The founders of buy-now pay-later fintech Afterpay Touch Group (ASX: APT) have voiced their commitment to the business, vowing to hold onto their shares.
Nick Molnar (pictured right) and Anthony Eisen (left), co-founders of the company, recently cashed out of the company to the tune of $103.5 million, just three trading days after the fintech announced it was subject to an AUSTRAC audit.
The very next day after Molnar and Eisen cashed out the group confirmed that AUSTRAC was auditing the group for potential breaches of anti-money laundering legislation.
This quick attempt to bail out of Afterpay with $103 million in hand has not gone unnoticed, and the co-founders have now confirmed their commitment to the business.
In a statement released to the ASX this morning, relating to the ongoing AUSTRAC audit, the co-founders say they "remain fully committed to the business and remain as excited as ever by the potential to build an Australian listed global technology company that is focused on delivering a customer-centric and trusted service to a global audience."
"Anthony and Nick do not intend to sell any further shares during the next financial year (FY2020)," says Afterpay.
As founders of Afterpay, the pair are subject to a voluntary escrow, meaning they can only sell their shares in the business periodically.
The next available date for Molnar and Eisen to cash out will be on the 18th October, just six days before the report of Afterpay's external auditor to AUSTRAC is released. Cashing out then would likely raise a red flag or two for the company's shareholders.
The sections of the Anti-Money Laundering and Counter Terrorism Financing Act that Afterpay is suspected to be in breach of carry a maximum penalty of $21 million each.
But as we have seen with the historic Commonwealth Bank (ASX: CBA) AUSTRAC decision, it is possible to hit a $700 million penalty.

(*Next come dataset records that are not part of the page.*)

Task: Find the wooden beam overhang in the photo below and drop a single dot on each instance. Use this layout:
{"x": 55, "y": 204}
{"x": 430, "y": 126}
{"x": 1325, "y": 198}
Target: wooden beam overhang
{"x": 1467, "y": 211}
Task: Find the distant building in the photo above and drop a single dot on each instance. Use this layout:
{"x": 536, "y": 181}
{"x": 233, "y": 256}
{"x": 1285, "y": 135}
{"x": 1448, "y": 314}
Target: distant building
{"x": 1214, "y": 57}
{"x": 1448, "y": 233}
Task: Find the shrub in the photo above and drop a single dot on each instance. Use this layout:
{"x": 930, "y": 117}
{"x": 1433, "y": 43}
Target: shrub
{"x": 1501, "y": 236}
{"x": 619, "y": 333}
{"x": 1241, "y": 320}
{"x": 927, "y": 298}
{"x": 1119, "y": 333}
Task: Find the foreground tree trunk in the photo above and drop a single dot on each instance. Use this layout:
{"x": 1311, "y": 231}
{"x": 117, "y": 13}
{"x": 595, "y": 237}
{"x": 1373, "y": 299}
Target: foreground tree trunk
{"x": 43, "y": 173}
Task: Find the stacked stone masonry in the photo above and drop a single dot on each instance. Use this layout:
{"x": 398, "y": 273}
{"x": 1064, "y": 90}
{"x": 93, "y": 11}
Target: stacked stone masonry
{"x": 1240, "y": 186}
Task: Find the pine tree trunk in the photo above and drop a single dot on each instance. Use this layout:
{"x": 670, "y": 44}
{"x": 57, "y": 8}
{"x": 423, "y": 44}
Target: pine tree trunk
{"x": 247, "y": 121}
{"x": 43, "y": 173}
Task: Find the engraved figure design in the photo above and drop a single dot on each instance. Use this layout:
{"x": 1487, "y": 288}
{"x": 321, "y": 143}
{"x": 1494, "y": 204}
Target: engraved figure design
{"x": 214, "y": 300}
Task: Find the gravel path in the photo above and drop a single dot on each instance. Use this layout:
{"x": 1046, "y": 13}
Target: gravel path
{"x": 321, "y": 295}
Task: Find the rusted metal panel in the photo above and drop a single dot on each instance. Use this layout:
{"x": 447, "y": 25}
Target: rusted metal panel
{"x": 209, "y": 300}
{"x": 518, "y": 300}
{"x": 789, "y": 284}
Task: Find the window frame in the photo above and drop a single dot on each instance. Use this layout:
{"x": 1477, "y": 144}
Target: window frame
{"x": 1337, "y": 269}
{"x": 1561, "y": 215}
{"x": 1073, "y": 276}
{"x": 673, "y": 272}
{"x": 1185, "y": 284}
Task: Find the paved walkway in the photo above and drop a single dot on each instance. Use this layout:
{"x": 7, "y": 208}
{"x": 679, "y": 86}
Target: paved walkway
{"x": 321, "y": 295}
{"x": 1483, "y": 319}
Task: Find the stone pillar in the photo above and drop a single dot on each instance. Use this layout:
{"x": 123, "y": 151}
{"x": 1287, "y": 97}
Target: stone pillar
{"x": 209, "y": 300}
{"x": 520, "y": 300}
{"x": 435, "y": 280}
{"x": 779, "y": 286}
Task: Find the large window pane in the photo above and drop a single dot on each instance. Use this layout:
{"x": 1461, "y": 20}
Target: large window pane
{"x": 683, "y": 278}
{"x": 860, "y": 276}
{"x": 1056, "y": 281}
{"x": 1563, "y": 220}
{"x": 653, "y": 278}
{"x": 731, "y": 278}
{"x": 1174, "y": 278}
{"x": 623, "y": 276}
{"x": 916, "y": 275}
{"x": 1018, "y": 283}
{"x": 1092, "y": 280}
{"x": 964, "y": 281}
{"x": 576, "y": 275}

As reported by the Australian Financial Review it has been proven possible to launder money by using Afterpay. All one needs is a prepaid VISA card, a prepaid sim card and a disposable email address.
In addition to today's announcements the company has decided to delay a $30 million share purchase plan until the final report from the AUSTRAC audit is received.
This is not the first time Afterpay has come under scrutiny as regulators and the BNPL sector come to grips with one another. Last year the Australian Securities and Investments Commission (ASIC) opened up an investigation into whether companies in the industry were preying on vulnerable people with low incomes.
At the time Afterpay offered its support for ASIC's push to extend its intervention powers into BNPL services.
In February, Afterpay escaped unscathed by a Senate Inquiry into BNPL services, which highlighted the need for an independent regulatory framework for these payment systems that are patently different to traditional credit products.
Shares in Afterpay are up 2.14 per cent to $26.27 per share at 11am AEST.